Stephen Greenblatt is the John Cogan University Professor of the Humanities at Harvard University. He is also a general editor of The Norton Anthology of English Literature and the general editor of The Norton Shakespeare.
As a classmate of Steve's at Yale, Morris felt that he could call on Steve to help celebrate Shakespeare's birthday, and Steve graciously agreed. Morris's questions are in gold font below.
Have you regularly celebrated Shakespeare's birthday (in ways other than doing an interview like this)?

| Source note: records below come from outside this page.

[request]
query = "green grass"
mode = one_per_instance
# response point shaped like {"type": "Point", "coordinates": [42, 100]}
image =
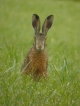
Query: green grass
{"type": "Point", "coordinates": [62, 87]}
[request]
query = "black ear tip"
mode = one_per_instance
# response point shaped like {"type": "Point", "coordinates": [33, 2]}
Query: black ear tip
{"type": "Point", "coordinates": [50, 16]}
{"type": "Point", "coordinates": [37, 17]}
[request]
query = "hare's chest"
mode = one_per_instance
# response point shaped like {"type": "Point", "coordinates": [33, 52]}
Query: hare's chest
{"type": "Point", "coordinates": [39, 60]}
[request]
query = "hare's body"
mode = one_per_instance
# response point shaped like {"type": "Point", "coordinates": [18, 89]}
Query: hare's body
{"type": "Point", "coordinates": [36, 61]}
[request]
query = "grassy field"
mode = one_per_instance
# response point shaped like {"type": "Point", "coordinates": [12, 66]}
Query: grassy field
{"type": "Point", "coordinates": [62, 87]}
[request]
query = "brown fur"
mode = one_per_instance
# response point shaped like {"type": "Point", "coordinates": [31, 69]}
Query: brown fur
{"type": "Point", "coordinates": [36, 61]}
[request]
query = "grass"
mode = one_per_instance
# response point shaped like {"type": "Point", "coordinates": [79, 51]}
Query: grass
{"type": "Point", "coordinates": [62, 87]}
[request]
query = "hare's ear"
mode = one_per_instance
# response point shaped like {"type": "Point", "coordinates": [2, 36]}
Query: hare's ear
{"type": "Point", "coordinates": [36, 23]}
{"type": "Point", "coordinates": [47, 24]}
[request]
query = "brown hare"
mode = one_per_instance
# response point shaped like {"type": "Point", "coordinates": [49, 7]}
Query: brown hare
{"type": "Point", "coordinates": [36, 61]}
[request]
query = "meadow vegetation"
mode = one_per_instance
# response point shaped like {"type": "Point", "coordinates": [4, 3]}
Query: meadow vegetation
{"type": "Point", "coordinates": [62, 87]}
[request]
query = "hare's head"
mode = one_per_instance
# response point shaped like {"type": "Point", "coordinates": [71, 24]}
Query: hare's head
{"type": "Point", "coordinates": [40, 38]}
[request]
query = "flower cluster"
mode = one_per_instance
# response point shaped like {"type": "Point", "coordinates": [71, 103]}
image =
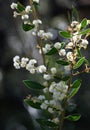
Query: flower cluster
{"type": "Point", "coordinates": [23, 12]}
{"type": "Point", "coordinates": [57, 89]}
{"type": "Point", "coordinates": [57, 92]}
{"type": "Point", "coordinates": [30, 65]}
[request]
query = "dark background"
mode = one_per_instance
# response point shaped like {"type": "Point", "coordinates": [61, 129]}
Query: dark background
{"type": "Point", "coordinates": [14, 114]}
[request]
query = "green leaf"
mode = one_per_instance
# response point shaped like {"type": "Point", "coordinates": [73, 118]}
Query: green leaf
{"type": "Point", "coordinates": [33, 104]}
{"type": "Point", "coordinates": [20, 7]}
{"type": "Point", "coordinates": [87, 62]}
{"type": "Point", "coordinates": [66, 78]}
{"type": "Point", "coordinates": [75, 87]}
{"type": "Point", "coordinates": [45, 122]}
{"type": "Point", "coordinates": [73, 117]}
{"type": "Point", "coordinates": [63, 62]}
{"type": "Point", "coordinates": [71, 107]}
{"type": "Point", "coordinates": [65, 34]}
{"type": "Point", "coordinates": [85, 31]}
{"type": "Point", "coordinates": [79, 63]}
{"type": "Point", "coordinates": [36, 5]}
{"type": "Point", "coordinates": [33, 85]}
{"type": "Point", "coordinates": [84, 23]}
{"type": "Point", "coordinates": [52, 51]}
{"type": "Point", "coordinates": [79, 53]}
{"type": "Point", "coordinates": [27, 27]}
{"type": "Point", "coordinates": [75, 15]}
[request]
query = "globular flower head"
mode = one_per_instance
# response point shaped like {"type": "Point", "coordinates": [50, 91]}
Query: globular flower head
{"type": "Point", "coordinates": [14, 5]}
{"type": "Point", "coordinates": [70, 56]}
{"type": "Point", "coordinates": [57, 45]}
{"type": "Point", "coordinates": [28, 9]}
{"type": "Point", "coordinates": [36, 1]}
{"type": "Point", "coordinates": [25, 17]}
{"type": "Point", "coordinates": [41, 69]}
{"type": "Point", "coordinates": [62, 52]}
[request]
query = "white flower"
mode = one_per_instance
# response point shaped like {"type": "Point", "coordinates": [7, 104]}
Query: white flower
{"type": "Point", "coordinates": [16, 65]}
{"type": "Point", "coordinates": [44, 50]}
{"type": "Point", "coordinates": [45, 83]}
{"type": "Point", "coordinates": [84, 43]}
{"type": "Point", "coordinates": [50, 110]}
{"type": "Point", "coordinates": [24, 61]}
{"type": "Point", "coordinates": [47, 76]}
{"type": "Point", "coordinates": [41, 33]}
{"type": "Point", "coordinates": [37, 22]}
{"type": "Point", "coordinates": [37, 1]}
{"type": "Point", "coordinates": [56, 120]}
{"type": "Point", "coordinates": [48, 47]}
{"type": "Point", "coordinates": [57, 45]}
{"type": "Point", "coordinates": [16, 59]}
{"type": "Point", "coordinates": [32, 62]}
{"type": "Point", "coordinates": [70, 56]}
{"type": "Point", "coordinates": [13, 6]}
{"type": "Point", "coordinates": [15, 14]}
{"type": "Point", "coordinates": [28, 9]}
{"type": "Point", "coordinates": [76, 37]}
{"type": "Point", "coordinates": [41, 69]}
{"type": "Point", "coordinates": [62, 52]}
{"type": "Point", "coordinates": [52, 87]}
{"type": "Point", "coordinates": [70, 45]}
{"type": "Point", "coordinates": [25, 16]}
{"type": "Point", "coordinates": [41, 97]}
{"type": "Point", "coordinates": [32, 71]}
{"type": "Point", "coordinates": [53, 70]}
{"type": "Point", "coordinates": [52, 102]}
{"type": "Point", "coordinates": [74, 23]}
{"type": "Point", "coordinates": [47, 35]}
{"type": "Point", "coordinates": [34, 33]}
{"type": "Point", "coordinates": [45, 90]}
{"type": "Point", "coordinates": [44, 106]}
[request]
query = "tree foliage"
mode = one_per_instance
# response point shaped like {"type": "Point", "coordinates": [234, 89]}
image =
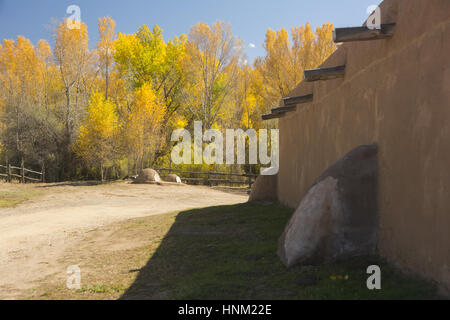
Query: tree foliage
{"type": "Point", "coordinates": [82, 111]}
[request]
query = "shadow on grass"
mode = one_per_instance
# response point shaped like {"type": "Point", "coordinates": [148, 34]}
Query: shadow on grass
{"type": "Point", "coordinates": [229, 252]}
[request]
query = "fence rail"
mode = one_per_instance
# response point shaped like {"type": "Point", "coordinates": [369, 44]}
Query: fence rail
{"type": "Point", "coordinates": [21, 175]}
{"type": "Point", "coordinates": [210, 178]}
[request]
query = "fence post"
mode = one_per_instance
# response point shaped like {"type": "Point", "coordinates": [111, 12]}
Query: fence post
{"type": "Point", "coordinates": [22, 172]}
{"type": "Point", "coordinates": [43, 173]}
{"type": "Point", "coordinates": [8, 171]}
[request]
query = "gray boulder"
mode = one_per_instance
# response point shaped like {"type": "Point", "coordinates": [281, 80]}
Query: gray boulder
{"type": "Point", "coordinates": [337, 217]}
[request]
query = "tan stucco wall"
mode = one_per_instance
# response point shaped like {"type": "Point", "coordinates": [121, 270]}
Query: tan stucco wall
{"type": "Point", "coordinates": [396, 93]}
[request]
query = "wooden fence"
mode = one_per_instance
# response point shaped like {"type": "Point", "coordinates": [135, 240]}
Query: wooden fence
{"type": "Point", "coordinates": [211, 178]}
{"type": "Point", "coordinates": [20, 173]}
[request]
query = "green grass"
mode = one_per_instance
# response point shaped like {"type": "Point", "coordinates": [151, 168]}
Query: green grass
{"type": "Point", "coordinates": [229, 252]}
{"type": "Point", "coordinates": [16, 195]}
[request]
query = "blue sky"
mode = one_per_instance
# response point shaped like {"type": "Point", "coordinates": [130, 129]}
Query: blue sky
{"type": "Point", "coordinates": [249, 18]}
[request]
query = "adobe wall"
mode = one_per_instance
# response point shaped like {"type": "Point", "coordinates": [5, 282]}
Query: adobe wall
{"type": "Point", "coordinates": [396, 93]}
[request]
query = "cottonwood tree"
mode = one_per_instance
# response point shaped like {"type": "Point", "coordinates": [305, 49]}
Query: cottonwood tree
{"type": "Point", "coordinates": [213, 55]}
{"type": "Point", "coordinates": [106, 30]}
{"type": "Point", "coordinates": [282, 67]}
{"type": "Point", "coordinates": [74, 63]}
{"type": "Point", "coordinates": [98, 133]}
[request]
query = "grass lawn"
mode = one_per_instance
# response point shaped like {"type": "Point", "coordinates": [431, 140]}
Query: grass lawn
{"type": "Point", "coordinates": [225, 252]}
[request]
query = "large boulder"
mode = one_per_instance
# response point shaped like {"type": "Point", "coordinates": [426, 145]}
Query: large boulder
{"type": "Point", "coordinates": [148, 176]}
{"type": "Point", "coordinates": [337, 217]}
{"type": "Point", "coordinates": [173, 178]}
{"type": "Point", "coordinates": [264, 188]}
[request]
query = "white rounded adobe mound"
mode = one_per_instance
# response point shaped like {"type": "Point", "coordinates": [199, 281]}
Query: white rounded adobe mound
{"type": "Point", "coordinates": [173, 178]}
{"type": "Point", "coordinates": [148, 176]}
{"type": "Point", "coordinates": [264, 188]}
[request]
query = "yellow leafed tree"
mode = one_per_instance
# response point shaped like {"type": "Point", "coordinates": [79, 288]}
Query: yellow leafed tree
{"type": "Point", "coordinates": [98, 133]}
{"type": "Point", "coordinates": [282, 67]}
{"type": "Point", "coordinates": [141, 131]}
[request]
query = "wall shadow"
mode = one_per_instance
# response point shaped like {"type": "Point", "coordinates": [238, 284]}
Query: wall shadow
{"type": "Point", "coordinates": [214, 253]}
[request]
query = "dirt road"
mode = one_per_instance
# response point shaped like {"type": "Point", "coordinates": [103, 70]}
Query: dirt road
{"type": "Point", "coordinates": [35, 235]}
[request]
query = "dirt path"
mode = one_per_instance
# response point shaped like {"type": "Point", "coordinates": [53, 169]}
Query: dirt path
{"type": "Point", "coordinates": [35, 235]}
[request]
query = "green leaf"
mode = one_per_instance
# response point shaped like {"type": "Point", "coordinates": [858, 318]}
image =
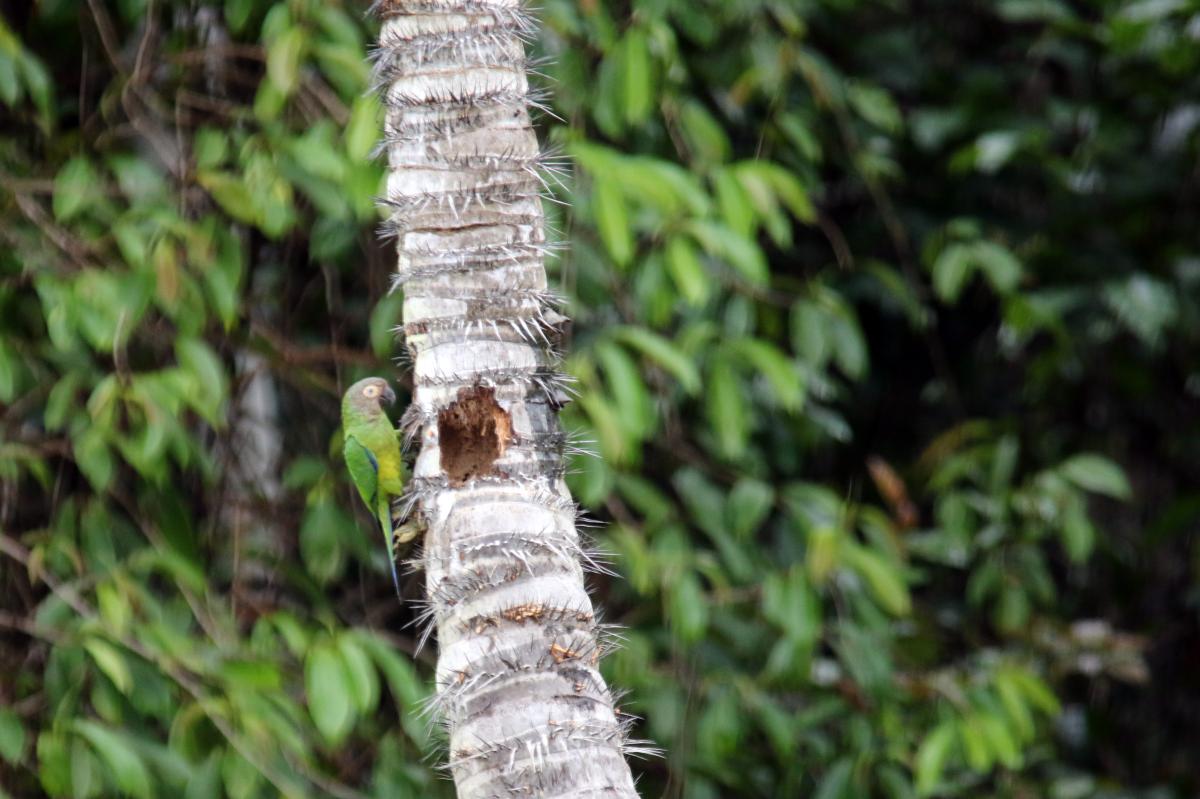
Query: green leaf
{"type": "Point", "coordinates": [138, 179]}
{"type": "Point", "coordinates": [1078, 532]}
{"type": "Point", "coordinates": [231, 193]}
{"type": "Point", "coordinates": [975, 744]}
{"type": "Point", "coordinates": [53, 763]}
{"type": "Point", "coordinates": [707, 140]}
{"type": "Point", "coordinates": [363, 130]}
{"type": "Point", "coordinates": [688, 272]}
{"type": "Point", "coordinates": [664, 353]}
{"type": "Point", "coordinates": [634, 404]}
{"type": "Point", "coordinates": [885, 580]}
{"type": "Point", "coordinates": [835, 782]}
{"type": "Point", "coordinates": [999, 265]}
{"type": "Point", "coordinates": [612, 220]}
{"type": "Point", "coordinates": [328, 686]}
{"type": "Point", "coordinates": [283, 58]}
{"type": "Point", "coordinates": [94, 458]}
{"type": "Point", "coordinates": [1036, 691]}
{"type": "Point", "coordinates": [1097, 474]}
{"type": "Point", "coordinates": [736, 250]}
{"type": "Point", "coordinates": [726, 409]}
{"type": "Point", "coordinates": [952, 270]}
{"type": "Point", "coordinates": [112, 662]}
{"type": "Point", "coordinates": [364, 678]}
{"type": "Point", "coordinates": [118, 752]}
{"type": "Point", "coordinates": [12, 737]}
{"type": "Point", "coordinates": [208, 382]}
{"type": "Point", "coordinates": [931, 757]}
{"type": "Point", "coordinates": [748, 506]}
{"type": "Point", "coordinates": [1014, 703]}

No, not really in any formal or elaborate way. But I raise a glass to him on his birthday, and this year, since the date falls on the day I'm teaching my Shakespeare class, we'll have a proper party, with performances and a song.
As listed in your Wikipedia entry, you have written much about Shakespeare, including your 2005 biography, Will in the World, which I much enjoyed reading. Of all the time you have spent with Shakespeare, which was your happiest?
Shakespeare is not the kind of beloved who comes and goes. But among my books and essays, I particularly enjoyed writing an essay on Othello, many years ago, and I loved writing the biography. Among performances I've seen, for some reason a very old Much Ado, with Sam Waterston, stays in my mind as a special delight, along with two productions, in French of all things, directed by Arianne Mnouchkine.
How confident are you that Shakespeare was really born on April 23 in the year 1564?
Reasonably confident, though not 100% certain. Such certainty is not really possible for almost anything at that distance from us.
Have you revised many of your opinions about Shakespeare? What is the biggest such revision you have made?
The biggest revision is simply the transformation from my junior-high-school loathing of Shakespeare (as a consequence of a particularly miserable class on As You Like It) to my loving him.
Shakespeare's birthday doesn't seem to have become nearly so big a deal as James Joyce's Bloomsday (June 16, the day in 1904 on which his novel Ulysses was set). Is that fair? How do you feel about that?
Bloomsday figures the way it does because of Joyce's miraculous conjuring up of that particular day. There is nothing in Shakespeare comparable to that particularity. On the contrary, he was interested in the peculiar way in which his imagination could fly out across all times and places.
Enjoy the birthday celebration with your students today!